NGOs in Brazil Demand Lula Take a Firm Stand on Ortega
Ten organizations in solidarity with Nicaragua in Brazil remind the president of the serious situation of Daniel Ortega’s political prisoners
HAVANA TIMES – Ten networks of Brazilian organizations in solidarity with Nicaragua demanded in a letter to President Luiz Inacio Lula da Silva a “clear and consistent” position regarding the Central American country, immersed in a serious human rights situation.
The letter was delivered on Monday, January 23, with a copy to the current Foreign Minister Mauro Vieira. It urged them to be an active voice in the search for ways that lead the regime to respect citizen rights and recover a democratic path for Nicaragua.
The groups signing remind Lula of the “inhuman conditions” of the more than 235 political prisoners in Nicaragua, and the death of retired general Hugo Torres, 73, in February 2022, while in captivity.
“We appeal to the new Brazilian government to indicate a clear position on human rights violations in Nicaragua, in order to add to the denunciations made in international forums, including the United Nations, and encourage the creation of channels of mediation and negotiation for the release of political prisoners and respect for human rights in the Central American country,” the letter states.
Among the signatories is the Catholic Working Youth, the Brazilian Association of Non-Governmental Organizations —one of the largest in that South American country—, and groups made up of political prisoners from Brazil’s dictatorship of the 1970s: RJ-Memoria, Verdad, Justicia and Repair, Fernando Santa Cruz, among others.
They further remind Lula of what he said in his interviews that it is the role of Nicaraguans to seek the best for their country, but they also make him see that those who try to do this are threatened, imprisoned, or forced into exile, and mention that the two attempts at dialogue in 2018 and 2019 were aborted due to Ortega’s non-compliance.
“Thousands of Nicaraguans are fleeing the political, economic, and social crisis, overwhelmed by fear and hopelessness; however, due to the peripheral nature of the country in geopolitics, they remain invisible and silenced. That is why we are looking for allies that can at least shed light on the conflicts that Nicaraguans face, to find strength and solidarity on the path to the recovery of democracy in Nicaragua,” they explained.
The pronouncement of the organizations was delivered, while Lula was heading to the summit of the Community of Latin American and Caribbean States (CELAC), which is being held in Argentina and in which Nicaragua participates, represented by its Foreign Minister Denis Moncada.

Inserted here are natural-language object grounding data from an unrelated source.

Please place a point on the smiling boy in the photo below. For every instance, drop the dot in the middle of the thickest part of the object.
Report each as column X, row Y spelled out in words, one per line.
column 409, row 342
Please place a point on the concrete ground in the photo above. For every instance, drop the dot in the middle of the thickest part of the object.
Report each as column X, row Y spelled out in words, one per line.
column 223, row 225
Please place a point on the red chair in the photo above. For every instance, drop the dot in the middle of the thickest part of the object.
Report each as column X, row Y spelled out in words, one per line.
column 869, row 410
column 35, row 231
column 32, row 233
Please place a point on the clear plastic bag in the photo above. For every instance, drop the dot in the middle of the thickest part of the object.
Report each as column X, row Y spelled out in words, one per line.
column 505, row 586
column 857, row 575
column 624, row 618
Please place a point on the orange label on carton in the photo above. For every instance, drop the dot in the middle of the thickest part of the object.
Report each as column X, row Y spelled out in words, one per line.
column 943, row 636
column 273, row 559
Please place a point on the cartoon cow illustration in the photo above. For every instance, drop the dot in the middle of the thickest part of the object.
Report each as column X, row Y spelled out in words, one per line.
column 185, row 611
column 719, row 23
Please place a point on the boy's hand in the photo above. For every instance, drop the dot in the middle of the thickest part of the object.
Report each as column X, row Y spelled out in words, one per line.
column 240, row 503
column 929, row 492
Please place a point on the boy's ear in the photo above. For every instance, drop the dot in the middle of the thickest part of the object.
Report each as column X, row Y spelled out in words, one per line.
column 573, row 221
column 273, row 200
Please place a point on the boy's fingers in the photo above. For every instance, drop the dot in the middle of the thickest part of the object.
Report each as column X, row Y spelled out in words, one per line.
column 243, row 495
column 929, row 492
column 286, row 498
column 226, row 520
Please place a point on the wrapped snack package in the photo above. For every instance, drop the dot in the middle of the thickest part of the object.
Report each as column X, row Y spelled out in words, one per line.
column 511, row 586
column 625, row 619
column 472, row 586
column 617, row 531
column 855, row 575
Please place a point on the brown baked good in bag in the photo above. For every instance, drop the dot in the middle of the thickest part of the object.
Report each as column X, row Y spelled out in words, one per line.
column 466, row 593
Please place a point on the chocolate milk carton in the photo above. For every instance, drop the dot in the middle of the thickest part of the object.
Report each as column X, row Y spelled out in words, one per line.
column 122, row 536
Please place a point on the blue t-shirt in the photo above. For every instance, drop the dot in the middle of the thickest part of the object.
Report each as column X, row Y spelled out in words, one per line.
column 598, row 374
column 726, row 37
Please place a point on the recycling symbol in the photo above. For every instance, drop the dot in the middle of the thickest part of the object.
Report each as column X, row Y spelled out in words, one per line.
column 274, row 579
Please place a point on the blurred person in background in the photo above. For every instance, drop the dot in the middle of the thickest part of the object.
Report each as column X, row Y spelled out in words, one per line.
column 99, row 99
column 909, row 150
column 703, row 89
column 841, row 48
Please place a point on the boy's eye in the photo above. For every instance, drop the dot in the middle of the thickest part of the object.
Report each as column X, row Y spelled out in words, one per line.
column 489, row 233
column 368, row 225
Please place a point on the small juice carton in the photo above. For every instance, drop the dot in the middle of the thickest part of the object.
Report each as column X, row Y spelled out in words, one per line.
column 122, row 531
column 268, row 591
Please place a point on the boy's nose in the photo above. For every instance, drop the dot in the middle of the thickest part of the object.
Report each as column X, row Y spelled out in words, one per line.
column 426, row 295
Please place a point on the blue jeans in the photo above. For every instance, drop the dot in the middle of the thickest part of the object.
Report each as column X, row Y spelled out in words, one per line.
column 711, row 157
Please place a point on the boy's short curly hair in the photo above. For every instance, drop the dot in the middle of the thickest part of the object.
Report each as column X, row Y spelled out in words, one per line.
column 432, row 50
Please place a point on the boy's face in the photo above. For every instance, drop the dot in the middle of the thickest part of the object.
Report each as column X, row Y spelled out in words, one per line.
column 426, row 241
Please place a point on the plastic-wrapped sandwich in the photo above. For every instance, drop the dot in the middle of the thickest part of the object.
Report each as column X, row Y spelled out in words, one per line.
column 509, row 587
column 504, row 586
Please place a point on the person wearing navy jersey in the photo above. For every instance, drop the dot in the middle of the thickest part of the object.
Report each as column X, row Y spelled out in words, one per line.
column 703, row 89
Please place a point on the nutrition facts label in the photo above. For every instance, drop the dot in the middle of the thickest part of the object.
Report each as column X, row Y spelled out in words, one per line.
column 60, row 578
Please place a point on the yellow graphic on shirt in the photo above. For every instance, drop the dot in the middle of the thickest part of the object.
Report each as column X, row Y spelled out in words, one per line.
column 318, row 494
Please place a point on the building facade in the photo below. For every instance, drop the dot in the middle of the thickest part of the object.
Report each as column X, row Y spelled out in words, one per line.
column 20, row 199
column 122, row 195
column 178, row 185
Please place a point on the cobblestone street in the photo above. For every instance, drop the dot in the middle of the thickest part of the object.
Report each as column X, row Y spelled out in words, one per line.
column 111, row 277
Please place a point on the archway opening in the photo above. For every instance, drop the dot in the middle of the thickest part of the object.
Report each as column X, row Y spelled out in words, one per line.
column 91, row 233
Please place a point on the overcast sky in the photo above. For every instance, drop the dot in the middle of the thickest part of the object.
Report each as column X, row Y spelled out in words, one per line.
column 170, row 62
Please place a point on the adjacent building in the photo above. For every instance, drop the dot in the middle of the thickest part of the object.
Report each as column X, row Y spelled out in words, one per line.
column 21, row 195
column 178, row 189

“We believe that the Nicaraguan crisis will not be resolved with simplistic ideological solutions. The Nicaraguan people do not want more violence, they do not want more deaths, they want to live in peace and democracy,” the groups stated in the document, delivered just over twenty days after Lula assumed power, and two weeks since the failed coup attempt carried out by supporters of the extreme right, sympathizers of Jair Bolsonaro.